By Jonathan E. Finegold

Five employees of the Typing and Copy Center went on strike yesterday afternoon, joining the 31 printers from two locals of the Graphic Arts International Union (GAIU) in their four-week old strike against the University.

The employees of the copy center, a division of the University Printing Office, voted 5-1 last Thursday in favor of striking. One typesetter is remaining on the job due to "extenuating circumstances," Deidre Daughty, one of the typesetters picketing outside Holyoke Center, said yesterday.

Unanimous Vote

The previously non-unionized typesetters voted unanimously on April 24 to join Local 300, one of the two striking printers' locals. The National Labor Relations Board certified their election to the local on May 2.

Daughty said that the typesetters are demanding a larger wage hike than the 5.9-per-cent increase plus $10 a week sought by the printers.

"They are further behind the printers in pay, and their demands are above and beyond those of the printers," Paul Golden, vice president of Local 300, said yesterday.

Neither Golden nor the typesetters would say exactly what wage increase the typesetters are seeking. John B. Butler, director of personnel, said yesterday that he has not been contacted by the union with regard to the typesetters' strike.

Butler said that he has no plans for hiring other typesetters to work for the copy center during the strike.
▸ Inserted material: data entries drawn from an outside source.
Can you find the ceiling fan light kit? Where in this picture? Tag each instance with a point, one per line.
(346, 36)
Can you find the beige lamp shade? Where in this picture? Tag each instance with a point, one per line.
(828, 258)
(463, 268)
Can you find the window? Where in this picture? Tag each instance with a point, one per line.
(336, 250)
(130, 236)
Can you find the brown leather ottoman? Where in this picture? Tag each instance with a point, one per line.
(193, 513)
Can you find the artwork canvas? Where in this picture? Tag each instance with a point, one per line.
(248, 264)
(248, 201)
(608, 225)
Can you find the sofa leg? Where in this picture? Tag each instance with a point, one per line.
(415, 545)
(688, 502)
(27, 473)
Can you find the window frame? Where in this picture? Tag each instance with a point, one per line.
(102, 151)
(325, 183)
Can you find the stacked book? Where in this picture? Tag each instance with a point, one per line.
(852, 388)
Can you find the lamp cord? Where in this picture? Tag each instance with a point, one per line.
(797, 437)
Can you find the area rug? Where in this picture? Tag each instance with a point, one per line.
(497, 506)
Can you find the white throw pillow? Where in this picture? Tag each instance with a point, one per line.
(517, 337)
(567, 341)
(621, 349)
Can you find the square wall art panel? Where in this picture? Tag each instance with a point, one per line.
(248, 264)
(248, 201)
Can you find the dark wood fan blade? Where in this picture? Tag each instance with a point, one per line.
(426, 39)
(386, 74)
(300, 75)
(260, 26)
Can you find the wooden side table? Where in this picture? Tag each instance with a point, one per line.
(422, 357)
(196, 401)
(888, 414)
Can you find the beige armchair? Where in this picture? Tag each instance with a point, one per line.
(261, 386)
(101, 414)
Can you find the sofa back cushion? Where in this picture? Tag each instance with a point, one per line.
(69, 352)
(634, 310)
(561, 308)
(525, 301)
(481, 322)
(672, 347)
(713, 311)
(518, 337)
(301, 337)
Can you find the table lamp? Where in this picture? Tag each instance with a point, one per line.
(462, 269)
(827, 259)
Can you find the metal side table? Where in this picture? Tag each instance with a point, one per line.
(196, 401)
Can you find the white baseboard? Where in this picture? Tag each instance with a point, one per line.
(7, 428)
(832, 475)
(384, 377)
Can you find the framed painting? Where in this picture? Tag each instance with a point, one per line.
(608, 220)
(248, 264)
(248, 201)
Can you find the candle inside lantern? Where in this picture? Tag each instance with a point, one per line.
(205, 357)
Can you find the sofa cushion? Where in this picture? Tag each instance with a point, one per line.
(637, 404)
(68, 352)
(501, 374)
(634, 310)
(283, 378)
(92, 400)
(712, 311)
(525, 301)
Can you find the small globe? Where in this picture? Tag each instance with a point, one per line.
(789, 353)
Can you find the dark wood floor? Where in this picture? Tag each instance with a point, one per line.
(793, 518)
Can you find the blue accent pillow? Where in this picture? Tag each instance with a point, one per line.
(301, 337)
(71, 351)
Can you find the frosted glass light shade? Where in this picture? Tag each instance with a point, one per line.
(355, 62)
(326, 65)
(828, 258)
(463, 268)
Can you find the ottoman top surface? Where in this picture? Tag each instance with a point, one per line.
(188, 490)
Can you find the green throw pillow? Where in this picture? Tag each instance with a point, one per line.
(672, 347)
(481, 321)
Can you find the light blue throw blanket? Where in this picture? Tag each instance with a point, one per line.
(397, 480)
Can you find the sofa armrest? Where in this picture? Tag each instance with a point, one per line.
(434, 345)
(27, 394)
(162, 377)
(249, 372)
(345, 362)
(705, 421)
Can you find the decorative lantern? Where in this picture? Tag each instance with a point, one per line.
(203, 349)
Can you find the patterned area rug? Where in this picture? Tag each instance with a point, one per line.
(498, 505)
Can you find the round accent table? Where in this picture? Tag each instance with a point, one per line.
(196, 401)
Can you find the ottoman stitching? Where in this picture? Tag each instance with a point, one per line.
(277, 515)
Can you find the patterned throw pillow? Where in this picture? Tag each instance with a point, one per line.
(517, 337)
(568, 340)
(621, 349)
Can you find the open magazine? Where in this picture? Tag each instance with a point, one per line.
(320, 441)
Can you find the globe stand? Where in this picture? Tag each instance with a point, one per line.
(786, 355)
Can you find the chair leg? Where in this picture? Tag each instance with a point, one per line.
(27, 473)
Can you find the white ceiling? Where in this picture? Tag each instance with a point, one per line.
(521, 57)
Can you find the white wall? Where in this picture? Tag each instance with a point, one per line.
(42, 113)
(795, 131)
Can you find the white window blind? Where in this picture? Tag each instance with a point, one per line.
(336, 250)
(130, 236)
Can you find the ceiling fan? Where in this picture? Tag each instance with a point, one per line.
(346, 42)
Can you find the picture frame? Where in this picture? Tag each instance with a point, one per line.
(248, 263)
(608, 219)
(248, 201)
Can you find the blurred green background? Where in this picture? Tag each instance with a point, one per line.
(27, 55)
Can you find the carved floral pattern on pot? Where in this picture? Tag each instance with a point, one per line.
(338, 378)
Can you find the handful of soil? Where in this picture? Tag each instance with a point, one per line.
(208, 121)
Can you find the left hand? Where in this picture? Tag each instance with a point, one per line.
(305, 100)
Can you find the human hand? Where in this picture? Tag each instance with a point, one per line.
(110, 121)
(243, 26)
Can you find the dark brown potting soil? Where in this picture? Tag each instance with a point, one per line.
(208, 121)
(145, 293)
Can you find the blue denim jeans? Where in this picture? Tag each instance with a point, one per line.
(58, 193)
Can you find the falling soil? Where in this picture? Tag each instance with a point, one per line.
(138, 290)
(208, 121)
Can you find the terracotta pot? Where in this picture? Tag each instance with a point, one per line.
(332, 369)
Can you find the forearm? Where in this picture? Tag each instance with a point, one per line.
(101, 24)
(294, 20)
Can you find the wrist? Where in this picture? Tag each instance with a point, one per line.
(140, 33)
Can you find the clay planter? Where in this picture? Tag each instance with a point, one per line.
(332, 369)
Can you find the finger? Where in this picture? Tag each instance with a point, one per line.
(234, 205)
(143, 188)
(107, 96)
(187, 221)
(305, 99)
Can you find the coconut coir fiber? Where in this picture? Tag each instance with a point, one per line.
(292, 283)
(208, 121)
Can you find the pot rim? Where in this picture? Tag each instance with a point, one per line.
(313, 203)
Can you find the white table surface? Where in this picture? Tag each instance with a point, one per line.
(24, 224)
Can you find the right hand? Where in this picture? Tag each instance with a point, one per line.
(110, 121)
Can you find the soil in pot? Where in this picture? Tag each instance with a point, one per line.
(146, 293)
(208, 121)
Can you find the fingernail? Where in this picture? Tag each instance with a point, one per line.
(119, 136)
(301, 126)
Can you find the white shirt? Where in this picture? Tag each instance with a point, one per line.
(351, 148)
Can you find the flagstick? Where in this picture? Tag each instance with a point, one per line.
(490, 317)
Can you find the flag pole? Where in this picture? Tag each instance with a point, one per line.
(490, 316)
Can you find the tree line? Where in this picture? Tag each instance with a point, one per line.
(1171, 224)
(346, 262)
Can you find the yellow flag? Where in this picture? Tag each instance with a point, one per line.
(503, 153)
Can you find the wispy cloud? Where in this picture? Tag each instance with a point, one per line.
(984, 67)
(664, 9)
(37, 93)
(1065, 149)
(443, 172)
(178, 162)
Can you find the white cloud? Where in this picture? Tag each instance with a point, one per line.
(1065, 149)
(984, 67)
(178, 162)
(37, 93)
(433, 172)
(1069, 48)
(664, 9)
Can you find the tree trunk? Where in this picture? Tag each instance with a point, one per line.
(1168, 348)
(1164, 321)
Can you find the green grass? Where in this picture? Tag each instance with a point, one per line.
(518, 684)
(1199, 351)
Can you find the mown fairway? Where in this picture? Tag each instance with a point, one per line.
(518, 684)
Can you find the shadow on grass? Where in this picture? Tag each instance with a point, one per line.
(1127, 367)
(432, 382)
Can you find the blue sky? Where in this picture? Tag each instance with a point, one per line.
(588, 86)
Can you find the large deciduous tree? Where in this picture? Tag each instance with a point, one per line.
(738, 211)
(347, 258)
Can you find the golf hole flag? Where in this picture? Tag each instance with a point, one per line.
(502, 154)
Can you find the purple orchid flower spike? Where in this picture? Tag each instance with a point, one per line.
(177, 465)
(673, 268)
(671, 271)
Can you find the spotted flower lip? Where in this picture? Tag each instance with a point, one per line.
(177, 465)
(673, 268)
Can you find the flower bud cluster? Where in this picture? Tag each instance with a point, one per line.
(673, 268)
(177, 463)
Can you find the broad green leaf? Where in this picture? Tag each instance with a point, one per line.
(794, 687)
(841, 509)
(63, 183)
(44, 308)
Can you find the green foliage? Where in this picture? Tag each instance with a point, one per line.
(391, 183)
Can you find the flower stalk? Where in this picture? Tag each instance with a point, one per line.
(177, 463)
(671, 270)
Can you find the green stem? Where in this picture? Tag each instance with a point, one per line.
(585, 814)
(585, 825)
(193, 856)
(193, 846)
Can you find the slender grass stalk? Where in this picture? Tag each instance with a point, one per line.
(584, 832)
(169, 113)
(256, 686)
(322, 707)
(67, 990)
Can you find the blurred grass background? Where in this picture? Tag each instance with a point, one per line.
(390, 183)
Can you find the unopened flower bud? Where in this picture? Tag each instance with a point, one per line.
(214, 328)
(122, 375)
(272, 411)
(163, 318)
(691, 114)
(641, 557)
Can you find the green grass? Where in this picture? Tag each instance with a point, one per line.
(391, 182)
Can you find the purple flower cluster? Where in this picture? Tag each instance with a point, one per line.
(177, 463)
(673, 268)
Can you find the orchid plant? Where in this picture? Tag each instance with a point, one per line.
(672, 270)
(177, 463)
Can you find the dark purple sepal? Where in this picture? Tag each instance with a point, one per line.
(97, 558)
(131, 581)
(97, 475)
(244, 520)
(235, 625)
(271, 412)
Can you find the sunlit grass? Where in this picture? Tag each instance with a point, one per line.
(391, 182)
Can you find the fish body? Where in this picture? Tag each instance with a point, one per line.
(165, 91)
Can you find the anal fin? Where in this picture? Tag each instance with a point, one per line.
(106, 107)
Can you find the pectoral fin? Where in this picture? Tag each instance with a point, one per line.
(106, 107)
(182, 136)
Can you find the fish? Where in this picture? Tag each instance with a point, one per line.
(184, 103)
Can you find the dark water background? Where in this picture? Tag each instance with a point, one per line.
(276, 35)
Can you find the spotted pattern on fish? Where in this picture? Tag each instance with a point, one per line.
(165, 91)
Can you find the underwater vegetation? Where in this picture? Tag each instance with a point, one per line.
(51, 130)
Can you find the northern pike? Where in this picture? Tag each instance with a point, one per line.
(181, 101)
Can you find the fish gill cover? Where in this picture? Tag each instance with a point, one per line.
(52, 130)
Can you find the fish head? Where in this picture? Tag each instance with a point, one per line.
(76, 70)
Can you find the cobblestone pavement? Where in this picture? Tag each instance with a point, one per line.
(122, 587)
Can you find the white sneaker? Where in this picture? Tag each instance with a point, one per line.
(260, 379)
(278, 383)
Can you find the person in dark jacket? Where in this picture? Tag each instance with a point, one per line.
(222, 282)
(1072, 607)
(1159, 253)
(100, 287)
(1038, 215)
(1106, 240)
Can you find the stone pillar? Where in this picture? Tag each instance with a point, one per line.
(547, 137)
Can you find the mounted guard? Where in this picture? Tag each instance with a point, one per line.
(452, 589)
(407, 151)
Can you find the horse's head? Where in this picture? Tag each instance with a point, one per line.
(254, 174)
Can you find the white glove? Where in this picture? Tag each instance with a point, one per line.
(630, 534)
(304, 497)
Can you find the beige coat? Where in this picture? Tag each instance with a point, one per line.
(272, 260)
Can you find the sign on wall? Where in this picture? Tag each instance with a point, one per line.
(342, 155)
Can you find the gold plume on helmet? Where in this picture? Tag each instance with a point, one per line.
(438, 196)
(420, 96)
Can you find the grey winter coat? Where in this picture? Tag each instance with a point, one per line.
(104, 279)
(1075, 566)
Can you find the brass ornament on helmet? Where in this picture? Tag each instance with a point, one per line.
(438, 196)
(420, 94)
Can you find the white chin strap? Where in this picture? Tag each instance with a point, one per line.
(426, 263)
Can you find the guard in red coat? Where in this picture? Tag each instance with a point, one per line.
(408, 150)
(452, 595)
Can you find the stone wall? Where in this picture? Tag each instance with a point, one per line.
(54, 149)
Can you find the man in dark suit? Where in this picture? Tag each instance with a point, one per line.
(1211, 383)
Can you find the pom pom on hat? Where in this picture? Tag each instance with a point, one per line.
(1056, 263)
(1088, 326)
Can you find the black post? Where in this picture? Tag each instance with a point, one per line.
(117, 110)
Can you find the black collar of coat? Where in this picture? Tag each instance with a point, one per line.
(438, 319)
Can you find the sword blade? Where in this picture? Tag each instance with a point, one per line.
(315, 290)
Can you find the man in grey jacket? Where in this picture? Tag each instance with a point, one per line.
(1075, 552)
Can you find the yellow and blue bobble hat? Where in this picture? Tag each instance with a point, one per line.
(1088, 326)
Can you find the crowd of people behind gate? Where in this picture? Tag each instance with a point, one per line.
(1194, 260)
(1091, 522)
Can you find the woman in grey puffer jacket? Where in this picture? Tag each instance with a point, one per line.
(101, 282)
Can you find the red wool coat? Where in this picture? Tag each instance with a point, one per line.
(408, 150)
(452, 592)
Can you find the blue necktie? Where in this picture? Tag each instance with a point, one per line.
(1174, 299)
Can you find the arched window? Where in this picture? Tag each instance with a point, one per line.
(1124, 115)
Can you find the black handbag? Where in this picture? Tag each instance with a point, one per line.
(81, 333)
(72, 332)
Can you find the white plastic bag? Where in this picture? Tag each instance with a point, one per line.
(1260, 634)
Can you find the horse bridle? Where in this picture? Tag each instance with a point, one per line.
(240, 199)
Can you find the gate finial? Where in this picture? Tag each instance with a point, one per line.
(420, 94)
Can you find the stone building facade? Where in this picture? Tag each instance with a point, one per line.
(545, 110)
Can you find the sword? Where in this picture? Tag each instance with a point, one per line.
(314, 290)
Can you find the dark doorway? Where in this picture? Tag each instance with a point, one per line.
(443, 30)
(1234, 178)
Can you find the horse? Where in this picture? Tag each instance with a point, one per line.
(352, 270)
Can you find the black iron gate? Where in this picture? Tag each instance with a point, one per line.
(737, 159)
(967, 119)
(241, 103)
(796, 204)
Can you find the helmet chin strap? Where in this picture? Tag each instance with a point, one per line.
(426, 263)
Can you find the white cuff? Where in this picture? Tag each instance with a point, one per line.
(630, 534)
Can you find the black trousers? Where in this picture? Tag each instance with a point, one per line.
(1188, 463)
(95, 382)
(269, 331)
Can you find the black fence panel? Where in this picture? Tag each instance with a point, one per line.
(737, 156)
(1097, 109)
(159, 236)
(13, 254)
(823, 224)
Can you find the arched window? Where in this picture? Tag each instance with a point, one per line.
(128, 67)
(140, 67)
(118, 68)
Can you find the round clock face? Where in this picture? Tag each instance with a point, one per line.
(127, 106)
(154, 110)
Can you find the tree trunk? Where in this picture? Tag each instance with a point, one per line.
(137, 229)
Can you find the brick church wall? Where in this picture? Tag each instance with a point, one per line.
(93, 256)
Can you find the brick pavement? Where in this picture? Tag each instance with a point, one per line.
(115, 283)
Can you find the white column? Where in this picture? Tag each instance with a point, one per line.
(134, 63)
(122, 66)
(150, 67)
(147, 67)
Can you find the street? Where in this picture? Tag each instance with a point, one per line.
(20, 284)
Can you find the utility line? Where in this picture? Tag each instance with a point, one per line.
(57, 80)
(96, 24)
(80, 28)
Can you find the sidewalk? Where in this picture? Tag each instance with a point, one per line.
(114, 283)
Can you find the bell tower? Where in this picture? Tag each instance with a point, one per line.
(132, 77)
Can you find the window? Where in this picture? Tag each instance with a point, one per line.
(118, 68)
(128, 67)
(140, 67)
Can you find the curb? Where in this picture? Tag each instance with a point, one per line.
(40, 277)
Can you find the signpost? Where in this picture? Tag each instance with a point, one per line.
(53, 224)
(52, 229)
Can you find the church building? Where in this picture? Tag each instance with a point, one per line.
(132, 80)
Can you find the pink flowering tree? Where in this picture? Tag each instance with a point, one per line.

The copy center does composition work for the Harvard University Gazette and for many departments in the University.

"The work will get done--somehow," Carl W. Getz, director of the University Printing Office, said yesterday. Getz said that the office's management personnel will now typeset for the copy center.

Deane W. Lord, director of the University News Office and editor of the Gazette, said yesterday, "The Gazette will be published, if at all possible." She said she "will not speculate" on what will be done "until we find a way."

She said special efforts would be made to publish the Calendar of Events, which appears in each week's Gazette, even if the entire paper cannot be published.

Golden said yesterday that the GAIU will not direct the members of Local 300 at Harwich Lithographers, the company that prints the Gazette, to stop printing the newspaper during the typesetter's strike.

"We don't want to bite off more than we can chew by getting involved in a secondary boycott," he said. Golden said, however, he will direct Harwich Lithographers to drop the Union insignia from the Gazette during the strike.